Beginning in the mid-20th century, Rev. Billy Graham followed as best he could in Whitefield’s footsteps.  Graham fought an uphill battle for spiritual revival in the United States, mainly through his ministry of preaching.  

Through his radio program, Hour of Decision, Graham impacted your author significantly.  As a young Bostonian during the early 1970’s, I was earnestly engaged in recovering from the apostasy of my college years – i.e. my individual tryst with postmodern concepts and morals.  Billy Graham helped arm me for my own personal counterrevolution.

Viva Nuestra Señora de Guadalupe

Viva Nuestra Señora
de Guadalupe

  1. If we the people want to save our country; indeed if we are willing to restore the written U.S. Constitution to the high standing it held during America’s happiest years; the enormity of the task bids us to solicit the intervention of Divine Providence.  Let us therefore humbly beseech the God of the Holy Bible.

Accordingly I suggest that we approach the Savior with a plea by way of his blessed mother.  It is well to remember her role at the wedding reception in Cana (John 2:1-12) and how she solicited the first of her Son’s miracles.

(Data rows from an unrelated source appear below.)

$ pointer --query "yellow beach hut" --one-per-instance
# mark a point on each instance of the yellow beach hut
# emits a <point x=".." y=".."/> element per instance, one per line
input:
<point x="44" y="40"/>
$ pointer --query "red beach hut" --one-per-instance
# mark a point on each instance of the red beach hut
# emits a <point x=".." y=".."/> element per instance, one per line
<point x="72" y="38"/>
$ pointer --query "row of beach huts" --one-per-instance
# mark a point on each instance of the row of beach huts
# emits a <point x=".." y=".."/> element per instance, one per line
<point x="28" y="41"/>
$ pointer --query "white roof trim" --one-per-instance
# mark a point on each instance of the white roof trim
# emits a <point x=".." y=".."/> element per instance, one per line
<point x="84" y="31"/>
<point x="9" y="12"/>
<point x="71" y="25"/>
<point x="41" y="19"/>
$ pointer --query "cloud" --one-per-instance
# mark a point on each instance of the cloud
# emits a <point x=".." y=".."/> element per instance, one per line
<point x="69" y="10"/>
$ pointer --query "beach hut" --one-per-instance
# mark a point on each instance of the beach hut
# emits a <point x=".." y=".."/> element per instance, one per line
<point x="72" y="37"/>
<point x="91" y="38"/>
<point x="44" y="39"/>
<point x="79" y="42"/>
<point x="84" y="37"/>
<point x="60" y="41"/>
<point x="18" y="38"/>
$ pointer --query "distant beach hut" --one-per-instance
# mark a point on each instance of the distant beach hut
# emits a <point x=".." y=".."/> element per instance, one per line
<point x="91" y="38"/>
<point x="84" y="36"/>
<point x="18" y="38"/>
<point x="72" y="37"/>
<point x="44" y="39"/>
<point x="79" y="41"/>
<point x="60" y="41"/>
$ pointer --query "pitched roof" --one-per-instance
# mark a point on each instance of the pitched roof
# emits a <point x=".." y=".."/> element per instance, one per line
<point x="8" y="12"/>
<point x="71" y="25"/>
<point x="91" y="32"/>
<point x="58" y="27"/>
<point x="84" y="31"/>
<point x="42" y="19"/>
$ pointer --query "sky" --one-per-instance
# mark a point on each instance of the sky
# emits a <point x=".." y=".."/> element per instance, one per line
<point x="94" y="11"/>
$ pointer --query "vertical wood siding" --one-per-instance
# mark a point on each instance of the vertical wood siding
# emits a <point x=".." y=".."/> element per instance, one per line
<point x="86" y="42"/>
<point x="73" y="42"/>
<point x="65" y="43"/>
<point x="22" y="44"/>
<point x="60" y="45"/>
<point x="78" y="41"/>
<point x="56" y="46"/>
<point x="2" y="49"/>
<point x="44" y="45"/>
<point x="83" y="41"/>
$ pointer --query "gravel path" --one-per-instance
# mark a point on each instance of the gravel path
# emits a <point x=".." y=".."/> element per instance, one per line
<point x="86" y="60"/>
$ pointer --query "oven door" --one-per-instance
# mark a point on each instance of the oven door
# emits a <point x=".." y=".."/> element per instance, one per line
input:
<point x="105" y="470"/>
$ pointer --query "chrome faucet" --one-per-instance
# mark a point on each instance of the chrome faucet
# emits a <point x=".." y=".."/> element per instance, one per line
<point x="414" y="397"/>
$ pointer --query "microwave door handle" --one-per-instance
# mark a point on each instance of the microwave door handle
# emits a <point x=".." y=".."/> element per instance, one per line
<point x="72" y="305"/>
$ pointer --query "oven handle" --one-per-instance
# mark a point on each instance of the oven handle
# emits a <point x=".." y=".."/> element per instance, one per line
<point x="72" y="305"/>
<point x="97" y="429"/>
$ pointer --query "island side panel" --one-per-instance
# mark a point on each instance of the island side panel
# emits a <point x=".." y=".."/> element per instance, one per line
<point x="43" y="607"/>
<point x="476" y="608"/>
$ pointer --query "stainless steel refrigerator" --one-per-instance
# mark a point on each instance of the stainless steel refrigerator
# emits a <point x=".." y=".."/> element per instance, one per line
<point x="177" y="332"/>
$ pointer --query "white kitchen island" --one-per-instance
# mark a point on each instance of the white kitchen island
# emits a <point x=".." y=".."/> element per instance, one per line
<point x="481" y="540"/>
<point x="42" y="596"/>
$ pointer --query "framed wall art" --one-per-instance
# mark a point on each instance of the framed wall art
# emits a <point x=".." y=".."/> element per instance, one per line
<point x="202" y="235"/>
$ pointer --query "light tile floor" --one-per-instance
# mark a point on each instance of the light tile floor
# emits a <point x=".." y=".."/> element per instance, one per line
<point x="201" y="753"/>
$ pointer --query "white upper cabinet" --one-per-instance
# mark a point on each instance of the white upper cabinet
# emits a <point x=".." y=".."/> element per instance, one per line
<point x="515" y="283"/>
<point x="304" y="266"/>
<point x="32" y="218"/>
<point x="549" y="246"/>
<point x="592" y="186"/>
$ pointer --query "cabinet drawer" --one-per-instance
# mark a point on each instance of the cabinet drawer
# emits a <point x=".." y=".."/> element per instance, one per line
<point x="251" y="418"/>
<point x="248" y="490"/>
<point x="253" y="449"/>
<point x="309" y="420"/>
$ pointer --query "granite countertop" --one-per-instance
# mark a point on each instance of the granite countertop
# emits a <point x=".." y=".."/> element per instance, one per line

Thus this book’s twelfth chapter, in particular the proposed constellation law, is dedicated to the Virgin Mary.  Her first apparition in the Western Hemisphere served as Hidalgo’s revolutionary banner in 1810.  To this day that miraculous standard shines forth from our neighbor south of the border, signifying hope to tyrannically or impiously governed peoples anywhere, and particularly in the nations of North and South America.